Aux huit coins de l’esplanade, se dressaient des cônes métalliques lumineux hauts d’environ six mètres. Tout au long du cycle de l’année ces cônes tournaient sur eux-mêmes, bien qu’aucun support ni aucun moyen ne fût visible. Ce devait être une sorte de calendrier, pensait Muller, car il avait découvert qu’ils accomplissaient une révolution complète en trente mois de Lemnos, mais il soupçonnait leur rôle principal d’être beaucoup plus profond et hermétique. En fait, ses conjectures à ce propos occupaient la plus grande partie de son temps.
Dans les rues de la zone A, à espaces réguliers, étaient disposées des cages faites de barres taillées dans ce qui semblait être de l’albâtre. Muller avait eu beau chercher, il n’avait pu trouver aucun moyen pour ouvrir ces cages ; pourtant par deux fois durant ses années passées ici, il avait constaté à son réveil que les barreaux avaient coulissé dans le pavement de pierre, laissant les cages grandes ouvertes. La première fois elles étaient restées trois jours ainsi ; puis les barres s’étaient remises en place pendant son sommeil. Même l’examen le plus minutieux n’avait révélé aucun espacement ; les barres étaient ajustées parfaitement comme si elles n’avaient jamais bougé. Quand les cages s’ouvrirent à nouveau, quelques années plus tard, Muller les surveilla constamment afin de percer le secret du mécanisme, mais la quatrième nuit, il ne put s’empêcher de sommeiller quelques instants. Quand il reprit ses esprits, les cages étaient fermées.

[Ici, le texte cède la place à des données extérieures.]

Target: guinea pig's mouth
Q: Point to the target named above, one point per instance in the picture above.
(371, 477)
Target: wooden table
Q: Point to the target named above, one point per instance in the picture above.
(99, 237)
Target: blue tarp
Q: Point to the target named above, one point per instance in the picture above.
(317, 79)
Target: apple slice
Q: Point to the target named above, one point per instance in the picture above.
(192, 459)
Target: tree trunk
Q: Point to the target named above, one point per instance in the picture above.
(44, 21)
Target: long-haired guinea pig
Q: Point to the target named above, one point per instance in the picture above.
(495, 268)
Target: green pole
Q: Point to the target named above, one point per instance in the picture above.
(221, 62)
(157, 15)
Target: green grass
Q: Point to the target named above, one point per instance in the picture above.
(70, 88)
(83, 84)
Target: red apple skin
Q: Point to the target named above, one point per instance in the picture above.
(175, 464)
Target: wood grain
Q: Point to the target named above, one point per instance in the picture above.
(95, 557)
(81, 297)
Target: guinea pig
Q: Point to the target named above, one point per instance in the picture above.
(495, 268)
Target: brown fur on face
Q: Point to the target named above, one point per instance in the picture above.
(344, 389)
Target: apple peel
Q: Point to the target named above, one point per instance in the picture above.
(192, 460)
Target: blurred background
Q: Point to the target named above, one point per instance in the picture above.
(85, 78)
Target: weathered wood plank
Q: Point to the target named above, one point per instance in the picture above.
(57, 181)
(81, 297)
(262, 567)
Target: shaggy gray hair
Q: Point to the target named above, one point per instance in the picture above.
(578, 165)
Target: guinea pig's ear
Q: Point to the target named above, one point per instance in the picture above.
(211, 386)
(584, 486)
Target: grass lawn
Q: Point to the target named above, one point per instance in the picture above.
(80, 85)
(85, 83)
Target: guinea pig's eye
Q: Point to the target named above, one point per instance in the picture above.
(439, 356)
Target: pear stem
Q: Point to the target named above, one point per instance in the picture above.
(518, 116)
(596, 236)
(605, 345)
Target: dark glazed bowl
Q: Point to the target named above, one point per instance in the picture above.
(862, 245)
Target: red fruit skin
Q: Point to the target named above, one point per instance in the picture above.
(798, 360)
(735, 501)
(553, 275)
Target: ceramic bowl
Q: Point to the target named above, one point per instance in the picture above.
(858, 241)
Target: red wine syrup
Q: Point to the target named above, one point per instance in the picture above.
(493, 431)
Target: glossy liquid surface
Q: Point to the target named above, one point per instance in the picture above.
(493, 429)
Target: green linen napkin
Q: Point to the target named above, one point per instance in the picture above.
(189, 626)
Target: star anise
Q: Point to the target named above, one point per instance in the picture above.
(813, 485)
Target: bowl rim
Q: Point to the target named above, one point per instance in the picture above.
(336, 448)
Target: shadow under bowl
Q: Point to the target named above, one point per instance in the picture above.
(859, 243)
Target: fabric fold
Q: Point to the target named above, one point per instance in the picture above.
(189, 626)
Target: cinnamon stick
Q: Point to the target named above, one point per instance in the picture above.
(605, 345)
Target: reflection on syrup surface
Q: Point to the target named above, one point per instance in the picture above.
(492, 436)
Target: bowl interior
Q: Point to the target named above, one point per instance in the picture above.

L’aqueduc était également mystérieux. Autour du périmètre de la zone B courait une sorte de rigole fermée, peut-être en onyx, portant une sorte de robinet pointu tous les cinquante mètres. Il suffisait de placer n’importe quel récipient, ou même une coupelle formée avec les mains réunies sous un robinet, pour qu’aussitôt en coule de l’eau pure. Pourtant il était impossible de glisser un doigt à l’intérieur d’un des robinets et on n’apercevait pas la moindre ouverture en regardant pendant que l’eau ruisselait. Il n’y avait donc pas d’orifice ; c’était comme si le liquide eût filtré à travers une membrane pierreuse perméable. Muller avait du mal à l’admettre, mais cette eau était tout de même la bienvenue.